In altre parole, quando la Costituzione afferma che “la sovranità appartiene al popolo” (art. 1), intende dire che “il popolo resta titolare della potestà di governo, costituente e costituita, dell’una e dell’altra conservando altresì l’esercizio”, mentre lo Stato semplicemente “sostituisce il popolo nel solo esercizio di una parte di tale potestà”[7]. Tanto che, se lo Stato-governo non rispetta la volontà popolare, lo Stato-società ben può esercitare il diritto di resistenza, implicito nel caso non vi sia un’espressa previsione costituzionale in tal senso: come si è sostenuto all’epoca del governo Tambroni per legittimare lo sciopero politico, allora ancora punito dal Codice penale[8].

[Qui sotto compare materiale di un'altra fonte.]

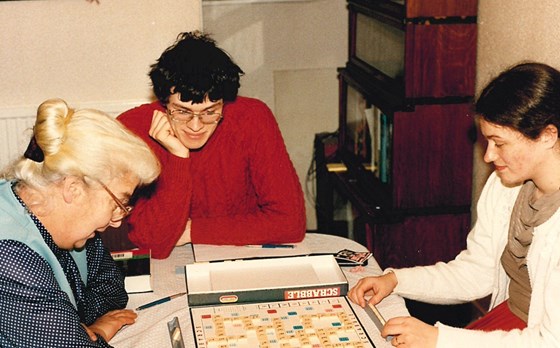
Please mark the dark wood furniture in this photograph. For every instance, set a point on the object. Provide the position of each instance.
(406, 130)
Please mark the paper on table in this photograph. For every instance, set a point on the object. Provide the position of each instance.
(206, 252)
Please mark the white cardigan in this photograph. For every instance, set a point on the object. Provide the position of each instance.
(477, 272)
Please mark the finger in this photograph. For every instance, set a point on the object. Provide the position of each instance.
(159, 124)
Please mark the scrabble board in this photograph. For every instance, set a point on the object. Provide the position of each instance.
(311, 323)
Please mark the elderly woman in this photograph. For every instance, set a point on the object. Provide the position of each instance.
(513, 251)
(58, 284)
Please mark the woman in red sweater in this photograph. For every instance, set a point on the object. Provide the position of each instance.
(226, 175)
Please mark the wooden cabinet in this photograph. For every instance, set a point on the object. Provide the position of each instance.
(406, 130)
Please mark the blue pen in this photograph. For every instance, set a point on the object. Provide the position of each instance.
(275, 246)
(160, 301)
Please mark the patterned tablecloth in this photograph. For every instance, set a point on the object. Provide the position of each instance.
(150, 329)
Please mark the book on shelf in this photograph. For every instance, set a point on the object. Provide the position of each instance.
(135, 266)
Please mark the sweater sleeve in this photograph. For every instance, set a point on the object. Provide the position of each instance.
(472, 273)
(280, 213)
(161, 212)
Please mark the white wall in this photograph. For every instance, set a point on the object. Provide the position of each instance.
(91, 55)
(85, 52)
(290, 52)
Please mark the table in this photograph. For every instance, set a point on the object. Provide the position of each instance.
(168, 277)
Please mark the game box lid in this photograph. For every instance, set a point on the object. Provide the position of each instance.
(261, 280)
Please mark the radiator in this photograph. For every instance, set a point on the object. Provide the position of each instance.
(16, 124)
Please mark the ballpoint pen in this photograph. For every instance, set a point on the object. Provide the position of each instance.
(273, 246)
(160, 301)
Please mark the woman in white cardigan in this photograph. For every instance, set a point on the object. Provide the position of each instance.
(513, 251)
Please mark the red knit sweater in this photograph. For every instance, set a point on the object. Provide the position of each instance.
(240, 188)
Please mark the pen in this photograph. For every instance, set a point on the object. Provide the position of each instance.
(273, 246)
(160, 301)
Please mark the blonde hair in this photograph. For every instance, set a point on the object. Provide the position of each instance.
(82, 143)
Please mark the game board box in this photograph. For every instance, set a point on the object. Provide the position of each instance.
(264, 280)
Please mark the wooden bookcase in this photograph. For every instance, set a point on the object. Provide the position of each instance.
(411, 64)
(403, 158)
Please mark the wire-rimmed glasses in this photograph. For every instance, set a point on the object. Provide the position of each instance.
(185, 116)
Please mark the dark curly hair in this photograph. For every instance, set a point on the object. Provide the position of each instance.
(525, 98)
(196, 68)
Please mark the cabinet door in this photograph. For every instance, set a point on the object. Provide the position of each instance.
(418, 240)
(440, 60)
(432, 156)
(441, 8)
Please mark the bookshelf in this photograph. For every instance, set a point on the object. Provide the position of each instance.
(404, 148)
(406, 133)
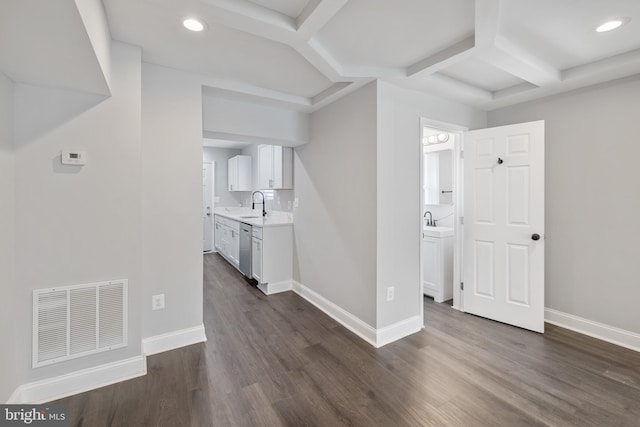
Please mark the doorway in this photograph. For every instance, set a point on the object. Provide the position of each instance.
(441, 210)
(208, 186)
(489, 227)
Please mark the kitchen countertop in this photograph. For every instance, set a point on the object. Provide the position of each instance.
(255, 218)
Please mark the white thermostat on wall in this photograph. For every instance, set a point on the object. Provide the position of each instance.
(73, 157)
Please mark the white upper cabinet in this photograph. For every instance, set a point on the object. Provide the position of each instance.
(275, 167)
(239, 173)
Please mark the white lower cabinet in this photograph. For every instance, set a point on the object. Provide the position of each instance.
(437, 265)
(272, 258)
(227, 240)
(256, 259)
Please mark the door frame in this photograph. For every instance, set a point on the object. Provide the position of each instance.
(458, 148)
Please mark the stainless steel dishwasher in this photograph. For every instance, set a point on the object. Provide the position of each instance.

Alla contrapposizione di governanti e governati occorre però aggiungere quelle tra componenti del popolo in conflitto con riferimento a specifici interessi, come quelli riconducibili al ruolo ricoperto entro il sistema produttivo: gli interessi di classe. La sovranità popolare è cioè radicata in una comunità comprendente entità distinte e contrapposte, come i partiti e le formazioni sorte o emerse dalla loro crisi, tutte investite del diritto di concorrere alla formazione dell’indirizzo politico ben oltre il momento elettorale. E ciò equivale a dire che l’esercizio della sovranità popolare implica forme di rappresentanza dei cittadini destinate a correggere l’ambiguità di fondo della democrazia borghese, incapace di fornire gli strumenti indispensabili a realizzare una “partecipazione continua”[9].

E non è tutto. Siccome l’esito della contrapposizione tra componenti del popolo dipende dalla loro forza sociale, l’esercizio della sovranità richiede l’uguaglianza sostanziale dei cittadini, collegata cioè a un ruolo attivo dei pubblici poteri, chiamati a rimuovere gli ostacoli alla realizzazione della parità. E ciò equivale a dire che l’esercizio della sovranità presuppone, oltre alla libertà e all’uguaglianza, anche la solidarietà: fuori dal mercato, da esprimere con gli strumenti dello Stato sociale, ma anche nel mercato, dove la debolezza sociale deve essere bilanciata dalla forza giuridica. Anche per questo l’esercizio della sovranità popolare passa dalla valorizzazione del lavoro in quanto fonte di uguaglianza e libertà, e dunque dallo sviluppo della democrazia economica. Passa cioè dalla partecipazione diffusa alla vita economica attraverso la programmazione realizzata a livello parlamentare, ma anche con il coinvolgimento dei lavoratori, e non solo di essi, nelle scelte aziendali.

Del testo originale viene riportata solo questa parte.